China, taking advantage of its stable economy, will continue to
cut the amount of long-term treasury bonds it issues this year,
predicting the economy will not suffer a slowdown.
Reliable sources close to the subject said the government will
issue 60 billion yuan (US$7.4 billion) worth of special bonds in
2006, 20 billion yuan (US$2.5 billion) less than last year.
Fewer bonds are being issued in order to limit investment in
construction and in certain infrastructure industries, such as
steel and cement.
On the other hand, the government will also need to increase its
spending in other sectors such as the development of rural and
agriculture areas to balance the economy.
The government may also reduce its budgeted fiscal deficit by
about 5 billion yuan (US$616.5 million) to 295 billion yuan
(US$36.4 billion) this year, the sources said.
"The reduction in the amount of the special bonds and the
budgeted deficits suggest the country plans to speed up withdrawing
from the proactive fiscal policy," said Peng Longyun, a senior
economist with the Asian Development Bank's Resident Mission in
China.
The country has already withdrawn from the proactive policy,
which is characterized by increasing government expenditure on
projects such as infrastructure, ports and power generation, he
added.
Aiming to curb over-investment in these industries since the
second half of 2003, the government reduced special bond issuance
by 30 billion yuan (US$3.7 billion) to 110 billion yuan (US$13.6
billion) in 2004.
It also kept the fiscal deficit virtually unchanged in 2004
compared to 2003. As the economy grew, the ratio of fiscal deficit
to the gross domestic product (GDP) dropped in 2004.

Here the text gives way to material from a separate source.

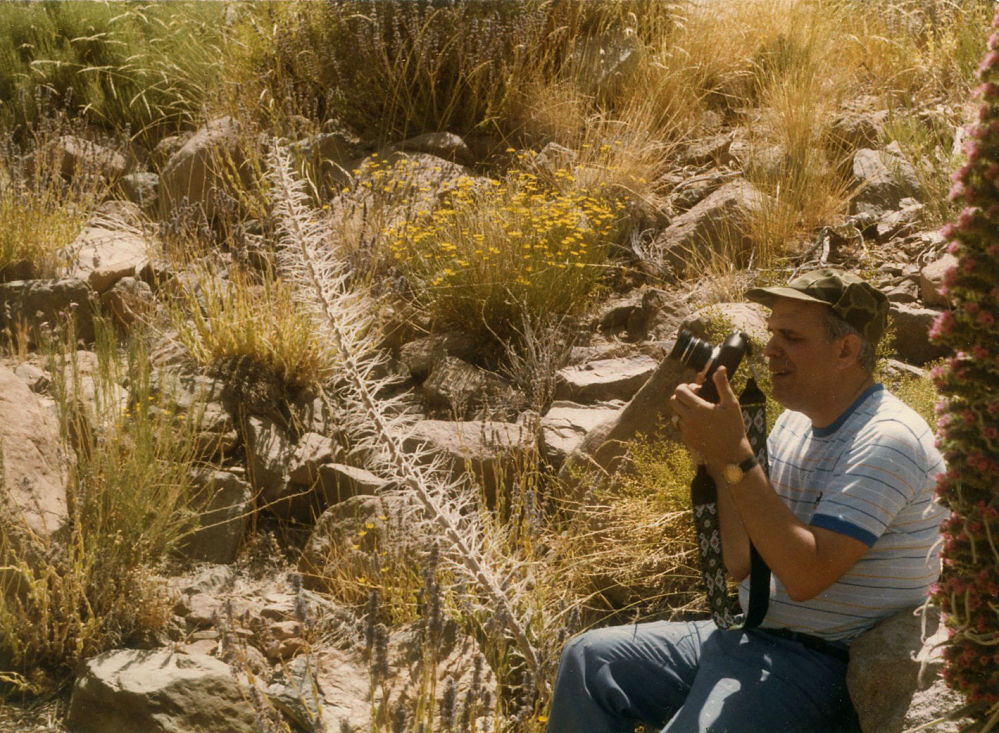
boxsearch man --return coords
[547,269,943,733]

Last year, the government reduced special bonds by another 30
billion yuan (US$3.7 billion) to 80 billion yuan (US$9.9
billion).
It also reduced the fiscal deficit by 19.2 billion yuan (US$2.4
billion) to 300 billion yuan (US$37 billion). The ratio of deficit
to GDP dropped to about 2 percent.
"The ratio of fiscal deficit to GDP will continue to drop this
year," Peng said.
Zhang Xueying, a senior economist with the State Information
Centre, said it is necessary for the government to continue issuing
a certain amount of special bonds this year, because it needs money
to complete construction projects.
However, the special bonds have already become less important to
the entire investment, he said.
"It is the market factors which contribute the largest to the
total investment," he said.
Zhang Liqun, a senior researcher with the State Council
Development Research Centre, agreed the country's fixed asset
investment no longer relies on treasury bond issuance.
A reduction in special bond issuance and the budgeted fiscal
deficit is a continuation of the prudent fiscal policy adopted
since last year, he said.
"This is in line with the present economic development," he
said.
The government will continue to increase investment in the weak
social and economic areas, he said.
"The prudent fiscal policy should focus more attention on
building a harmonious society," he said.
Finance Minister Jin Renqing said last December that the
government will continue emphasizing increases in rural people's
income and the development of agriculture and rural areas.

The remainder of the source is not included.